IFRC released an Early Action Protocol (EAP) to guide assistance efforts for the latter half of 2019. The EAP for dzud covers 21 provinces. It will be implemented by the Mongolian Red Cross Society (MRCS), with technical support from Climate Centre. Early action has the capacity to reach up to 1,000 households or approximately 4,000 people throughout the country. The dzud risk map, which guides aid distribution, is typically published in November (when a solid snow cover is formed) by the National Agency for Meteorology and Environmental Monitoring (NAMEM). 11 different parameters outline risk factors for dzud, including summer conditions, pasture carrying capacity, number of grazers, biomass/1,500 site, anomalous precipitation, anomalous temperature, drought index, snow depth, snow cover, air temperature forecast and precipitation forecast. (IFRC, 16 Aug 2019)
On 2 January, Mongolia's National Agency for Meteorology and Environmental Monitoring announced more than 50 per cent of the country was at risk of an extreme (dzud) winter. This unwelcome news has triggered the pre-agreed release of CHF 210,968 (217,000 US dollars) to the Mongolian Red Cross Society for forecast-based action from IFRC's Disaster Relief Emergency Fund (DREF). The funding provides 88 Swiss francs (90.6 US dollars) cash each for 1,000 vulnerable herder families to prevent the starvation, dehydration and cold exposure of their livestock because of poor access to feed, water, veterinary care and shelter. A livestock nutrition kit will support livestock health during winter's lean months. (IFRC, 9 Jan 2020)
As stated by National Emergency Management Agency (NEMA) and National Agency for Meteorology and Environmental Monitoring (NAMEM) on 12 January, over 70 percent of the country is covered by 10-30cm thick layer of snow. The joint assessment team of NEMA and MOFALI have reported that the Arkhangai, Bulgan, Govi-Altai, Dundgovi, Uvurkhangai, Sukhbaatar, Khovd, Khentii and Zavkhan provinces are experiencing severe winter as the local hay and fodder reserves have been completely consumed at soum level. Recognising their vulnerability, the Government of Mongolia allocated funding of 1.7 billion tugriks to provinces with a higher risk of being affected by dzud in December 2019. Among the recipients, 50 million tugriks have been allocated to the Uvurkhangai, Arkhangai, Dundogovi, Tuv, Bulgan, Zavkhan, Khuvsgul provinces, where most herders migrate or go on otor, and 40.3 million tugriks worth of medical and nutritional items have been allocated for the Uvurkhangai, Dundgovi, Tuv, Zavkhan and Khuvsgul provinces. UNICEF Mongolia is also piloting a cash transfer program for children aged 0-5 years living in various soums in the Zavkhan province. (IFRC, 23 Jan 2020).

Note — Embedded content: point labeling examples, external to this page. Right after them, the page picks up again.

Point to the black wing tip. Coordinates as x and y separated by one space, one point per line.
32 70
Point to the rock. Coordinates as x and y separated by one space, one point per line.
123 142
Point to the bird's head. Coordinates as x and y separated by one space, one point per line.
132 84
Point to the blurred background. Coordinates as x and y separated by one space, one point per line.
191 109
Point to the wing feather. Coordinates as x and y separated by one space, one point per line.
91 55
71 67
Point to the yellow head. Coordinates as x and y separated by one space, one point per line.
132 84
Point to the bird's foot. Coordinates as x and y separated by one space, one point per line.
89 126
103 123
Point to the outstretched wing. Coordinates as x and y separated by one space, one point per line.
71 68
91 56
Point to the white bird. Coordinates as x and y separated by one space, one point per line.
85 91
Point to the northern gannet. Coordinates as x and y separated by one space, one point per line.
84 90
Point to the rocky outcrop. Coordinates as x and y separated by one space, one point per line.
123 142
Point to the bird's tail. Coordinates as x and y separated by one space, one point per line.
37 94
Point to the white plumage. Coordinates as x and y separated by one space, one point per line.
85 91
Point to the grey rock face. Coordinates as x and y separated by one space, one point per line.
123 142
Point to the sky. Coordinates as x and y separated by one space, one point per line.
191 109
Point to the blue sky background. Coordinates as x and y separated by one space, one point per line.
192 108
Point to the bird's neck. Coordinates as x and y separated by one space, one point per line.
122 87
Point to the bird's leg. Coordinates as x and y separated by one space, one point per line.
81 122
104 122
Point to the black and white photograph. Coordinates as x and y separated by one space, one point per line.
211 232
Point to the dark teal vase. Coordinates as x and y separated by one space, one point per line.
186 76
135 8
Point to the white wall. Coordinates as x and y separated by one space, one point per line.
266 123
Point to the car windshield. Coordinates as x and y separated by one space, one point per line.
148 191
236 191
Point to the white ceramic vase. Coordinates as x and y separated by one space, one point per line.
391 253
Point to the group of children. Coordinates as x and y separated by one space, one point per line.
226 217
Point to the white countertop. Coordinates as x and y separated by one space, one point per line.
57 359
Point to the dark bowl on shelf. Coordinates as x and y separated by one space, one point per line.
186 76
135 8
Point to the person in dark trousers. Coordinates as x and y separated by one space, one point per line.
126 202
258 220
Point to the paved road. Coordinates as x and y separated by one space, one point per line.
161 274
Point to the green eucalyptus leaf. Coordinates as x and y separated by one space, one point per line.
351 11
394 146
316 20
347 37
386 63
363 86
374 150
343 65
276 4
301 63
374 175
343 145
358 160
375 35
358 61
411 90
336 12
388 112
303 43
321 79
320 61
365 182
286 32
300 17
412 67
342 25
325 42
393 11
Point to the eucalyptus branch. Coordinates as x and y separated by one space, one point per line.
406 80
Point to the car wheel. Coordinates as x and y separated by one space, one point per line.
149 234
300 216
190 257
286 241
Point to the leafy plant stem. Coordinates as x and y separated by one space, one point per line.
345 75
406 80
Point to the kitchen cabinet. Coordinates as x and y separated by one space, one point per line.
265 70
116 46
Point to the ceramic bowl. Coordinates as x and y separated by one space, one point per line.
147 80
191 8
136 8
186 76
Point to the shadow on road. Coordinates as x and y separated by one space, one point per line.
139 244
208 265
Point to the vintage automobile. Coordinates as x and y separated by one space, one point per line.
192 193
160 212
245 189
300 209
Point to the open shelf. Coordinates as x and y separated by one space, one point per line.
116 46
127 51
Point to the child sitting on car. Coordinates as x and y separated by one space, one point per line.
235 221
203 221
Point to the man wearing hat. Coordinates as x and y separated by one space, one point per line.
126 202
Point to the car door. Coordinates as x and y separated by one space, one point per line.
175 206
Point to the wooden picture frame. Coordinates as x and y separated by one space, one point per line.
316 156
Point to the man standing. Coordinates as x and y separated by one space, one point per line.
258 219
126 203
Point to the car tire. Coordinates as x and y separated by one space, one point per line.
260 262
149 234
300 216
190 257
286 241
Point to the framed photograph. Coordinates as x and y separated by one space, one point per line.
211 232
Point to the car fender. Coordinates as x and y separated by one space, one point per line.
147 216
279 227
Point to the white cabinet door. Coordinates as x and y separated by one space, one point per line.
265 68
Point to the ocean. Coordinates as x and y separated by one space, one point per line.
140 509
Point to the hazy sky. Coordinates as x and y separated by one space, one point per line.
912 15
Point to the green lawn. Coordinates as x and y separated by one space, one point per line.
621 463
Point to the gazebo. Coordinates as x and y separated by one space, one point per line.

The Mongolian National Agency for Meteorology and Environmental Monitoring (NAMEM) has developed an extreme winter (dzud) risk map for the country using MODIS satellite data, among other resources. The map indicates that over 50 per cent of the territory is identified with severe winter risk, while 25 per cent of the area is in mid-risk. Eight provinces have over 20 per cent of very high-risk coverage in the territory. The Mongolian dzud has severe impacts on the agricultural sector which, because of the harsh weather, remains heavily focused on nomadic animal husbandry that directly supports about a quarter of people and is the only source of income for herders. Continuous harsh conditions put at risk millions of livestock, which are the only source of food, transport and income for almost half the population of Mongolia, leaving thousands of families in hardship and forcing them to move to rural areas or outside the country. (UN Office for Outer Space Affairs, 19 Feb 2020).